Pretty sure the vast majority of device ports on plugged-in devices in my house are still USB-A. And the only non-phone/tablet devices I have that are C-only are Apple, I’m pretty sure. Everything else has at least one A port.

It’s only just getting to the point that if I search for USB peripherals (mice, flash sticks, whatever) in a non-Apple online computer hardware store without specifying I want USB-C, some of the first page results might be USB-C.

USB-A appears poised to remain the safe choice that least-often demands your customer also buy an adapter for another couple years, minimum.


It is my second laptop I got from my employer (replacement every few years) and it also has just usb c ports. I hate plugging in usb-a adapter. I would at least expect adapter included for usb c.


I'st much less likely to break a usba dongle compare to usb c though.(the area is much mcuh bjgger) And I don't think the dongle really need the 40gb potential of a usbc port.


I mean.. my X670E motherboard (a high end, modern mobo!) has only ONE usb-c port.. it has, in comparison, 3 usb-a 10gbps ports and another 4x usb-a 5gbps ports. Given the headset's main use case to be plugged in is for PC-VR game streaming, it makes sense that they'd go with USB-A. Maybe in a few years they can switch but right now most desktop mobos barely even have usb-c.


Some motherboard have a rear USB-C, but no internal front panel header.

Desktop is so far behind on ports.


USB-C requires additional "Type C Port Controller" which does increase complexity compared to USB-A


Sure, but no desktop motherboard is cheap nowadays. And laptops all get one or more USB-C ports.

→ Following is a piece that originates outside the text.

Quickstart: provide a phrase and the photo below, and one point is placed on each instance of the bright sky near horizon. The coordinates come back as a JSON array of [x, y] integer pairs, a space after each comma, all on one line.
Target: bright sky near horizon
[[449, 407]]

It is still a major non-trivial difference between implementing USB-A header (super trivial, just wire up the lines) and implementing USB-C - needs additional TCPC with enough ports, located nearby enough, plus flash rom, plus possibly an extra interfacing chip per each port. And that's if you only want reasonable USB-C that does just USB with maybe a bit of Power Delivery (but not too much). And then you need to ensure firmware handles it right (and that's not including bugs like Intel "firmware quality" leading to broken flash roms on entire product lines with thunderbolt controllers).

There's a reason why USB-C ports on laptops are often very... "clustered", let's say. Makes it reasonably easy to route signals if you're routing just what's essentially USB+DP or USB4, and I2C, and put 2 port capable TCPC and necessary switching and support circuitry near the port.